Rooms, voice, gestures, and why Apple HomePod hasn’t quite clicked for me

20.50, Thursday 26 Jan 2023

I’ve been thinking about gestures and rooms as some of the primitives for situated computing, and how acts like pointing and gestures could be braided together.

I recently have an Apple HomePod mini in my home office for reasons. It’s the only smart speaker in the house – I’ve always been cautious about privacy, and anyway my use of voice (via my watch) has never stretched beyond setting the timer for cooking and finding out how old celebrities are.

That said, I now call to the HomePod to play music and it is 70% ok and 30% frustrating as hell.

For instance: it didn’t understand what track I wanted so I kept saying Hey Siri… followed by various incantations. Then I fell back to playing the album and using my phone to skip to the right track. But the UI to select the device from the Music app is buried on the Now Playing screen and in totally the wrong place in the user flow. Or should I be accessing this via the Home app? And, and…

So I started making notes about how it could be better. Like:

  • Siri should be conversational if it needs to disambiguation or if I need to fix a response (called “repair”)
  • I should be able to point my phone at my HomePod and have the Music app appear immediately, for that specific device
  • Besides, devices should be top-level devices across the OS, and Home should make compatible apps available dynamically in a folder, with the Home app itself just used for settings
  • Volume control is just baffling (visually it looks like the volume of my phone, but actually I’m controlling the volume of the music… or the volume of the device?)

…and so on.

But when I imagine this it feels convoluted and piecemeal. It may be “logical” but it would be hard for users (me!) to build their own mental model; it would still be hard for designers to reason about.

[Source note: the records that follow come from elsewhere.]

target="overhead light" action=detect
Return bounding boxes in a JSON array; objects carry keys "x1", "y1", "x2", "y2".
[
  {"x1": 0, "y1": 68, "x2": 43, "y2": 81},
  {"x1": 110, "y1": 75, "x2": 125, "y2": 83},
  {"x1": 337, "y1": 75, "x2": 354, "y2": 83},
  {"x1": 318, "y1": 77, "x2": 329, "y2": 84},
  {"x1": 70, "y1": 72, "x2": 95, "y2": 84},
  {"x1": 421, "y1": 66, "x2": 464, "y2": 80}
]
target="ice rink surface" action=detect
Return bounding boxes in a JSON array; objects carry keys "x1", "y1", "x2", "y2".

This is the same place I ended up when trying to reinvent 1950s collaborative map rooms – the conceptual framework is all wrong.


(Naturally the correct response to being momentarily grumpy about the UX of playing a song is to write up a demand for 5 years of work as a blog post…)


The room is an environment for embodied interaction

I don’t know quite where this will land but I have just a hunch, just the outlines of a conceptual framework.

We’ve got a couple competing models already:

  • HomePod descends from voice-first smart speakers (a category invented by Amazon in 2014 with the Echo) – and voice interfaces suffer, even if you solved for conversation and repair, from poor discoverability and expressiveness
  • Smart home gadgets (lighting, HVAC, security) treat the phone as a remote control – but physical gadgets are by their nature shared, and phones are by their nature personal (and not carried by everyone).

So those don’t work, and clash besides.

Instead I’d like a conceptual framework that starts with a few principles:

  • The room is the common ground of the interface – the place of mutual knowledge between user and distributed “computer”. It’s analogous to a desktop on a screen, if you like
  • Physical things are icons (I unpacked icons here) – by which I mean that this is where the user mentally locates their state, even if that state literally happens to be in the cloud or whatever. Alerts, conceptually, come from the relevant device (and maybe that’s done with badges or maybe it’s done with spatial audio)
  • Groups not users. A room can contain any number of people; people have different roles
  • People are embodied. Gesture matters, orientation matters.

Then the way we break this down is to focus on phases of interaction, not mode (voice, keyboard, etc), and ensure that what we’re doing is humane (familiar, intuitive, call it what you will).

For example: the micro-interaction of focus.

There is always a moment where a user selects an object to talk to; to grant focus for subsequent commands. Right now I do that by using a wake word: Hey Siri.

But now I’m thinking of acts I realise that, sure, I could use a wake word, but it could also be gestural wake: pointing or glancing or unambiguously stepping closer.

I talked about this before: How I would put voice control in everything (2020).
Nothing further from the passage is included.